The national and statewide opioid epidemic is one area fueling the need for adequate recovery housing options.
Across the state, there were 1,001 drug overdose deaths in 2017 compared with 876 in 2016. There were 748 overdose deaths involving opioids in 2017, state data shows.
South Carolina ranks consistent with national overdose death rates, according to the Center for Disease Control and Prevention. The U.S. rate of overdose deaths is 21.7 deaths per 100,000 residents, whereas South Carolina’s per capita rate is 20 deaths per 100,000 residents.
Nationally, there were 70,237 drug overdose deaths in 2017. Overdose deaths involving synthetic opioids increased by 45 percent from 2016 to 2017.
Housing safety in question
Trevor Maurice Hull, 51, of Greenwood, is the director of Second Chance Ministries in Greenwood. He was in federal court recently when a magistrate placed him to a home-monitoring program and ordered him to have no contact with the ministry while his charges are pending.
He was charged in a federal drug trafficking conspiracy involving 11 men who are accused of trafficking heroin and fentanyl out of Mexico and manufacturing and distributing the drugs throughout the Upstate.
Hull faces a maximum sentence of life in prison.
Magistrate Kevin McDonald said he was not comfortable with Hull being around houses that are designed for people to get clean from their drug addictions while he is charged with distributing drugs.
Court documents list two locations where drugs were allegedly manufactured, but Second Chance Ministries is not listed so it was unclear whether any criminal enterprises took place at any recovery housing.
Brent Scott, a manager at Second Chance Ministries who has worked with Hull, said Hull has run a clean and sober living environment for nearly 20 years.
“He’s been working 20 years to build this reputation and build a relationship around community,” Scott said. “There hasn’t been a verdict yet. We have to think of this guy’s reputation, too.

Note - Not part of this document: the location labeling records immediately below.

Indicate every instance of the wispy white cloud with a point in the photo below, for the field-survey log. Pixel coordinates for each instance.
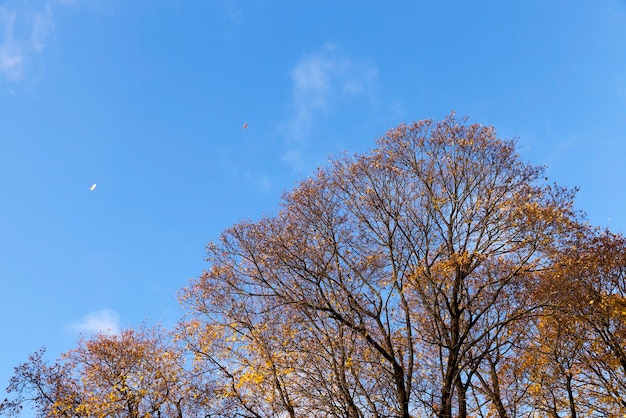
(24, 33)
(106, 321)
(321, 83)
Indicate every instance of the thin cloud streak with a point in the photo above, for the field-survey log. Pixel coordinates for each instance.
(23, 35)
(106, 321)
(321, 81)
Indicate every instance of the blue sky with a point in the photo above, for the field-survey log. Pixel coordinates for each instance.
(147, 99)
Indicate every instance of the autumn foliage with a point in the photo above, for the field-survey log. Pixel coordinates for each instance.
(438, 275)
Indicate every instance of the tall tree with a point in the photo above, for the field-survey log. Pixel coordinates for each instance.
(423, 253)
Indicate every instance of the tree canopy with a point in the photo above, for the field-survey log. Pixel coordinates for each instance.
(438, 275)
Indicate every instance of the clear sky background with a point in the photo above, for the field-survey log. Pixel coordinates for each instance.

He might have just been guilty by association.”
Scott said some recovery homes are “all about the money” and charge residents $200 a week or more without providing true recovery care.
Residents at Second Chance are charged $105 per week, he said. He said residents adhere to strict rules to grow personally and be upstanding citizens in the community.
“There’s a lot more to it than being clean and sober,” he said.
Tate, who coordinates recovery services for DAODAS, suffered from alcoholism for 14 years. After completing a traditional rehabilitation program, he found his way into adequate, long-term recovery housing beside a group of similar-minded men who all wanted to get clean.
“Without that, I don’t know if I would have ever become a history teacher, a father, a therapist, a graduate school student,” he said.
Not everyone finds themselves in the best environments, Tate said. And there’s often no way of knowing whether you’re in a bad environment until you’re already in the recovery community.
“The good ones aren’t publicized and the bad ones aren’t criticized, so we can change that — not overnight, but it’s a desire that enough people have,” Tate said.
He said it costs less money to get people into recovery housing than it does to house them in a jail or prison for various drug-related offenses and have them cycle in and out of the criminal justice system.
“The best outcomes come from when there’s environments that folks might go to during outpatient treatment that are conducive to them seeing to their mental health needs and engaging in substance abuse recovery support,” Tate said. “This leads to less recidivism and healthier, more self-sufficient, taxpaying, good citizens.”
As for Baucom, he’s been two years clean, he said. He wants South Carolina to have more viable options when it comes to legitimate recovery housing where those in recovery can feel valued and not exploited, he said.
“From an addict standpoint, you’re very vulnerable,” he said. “Something needs to happen.”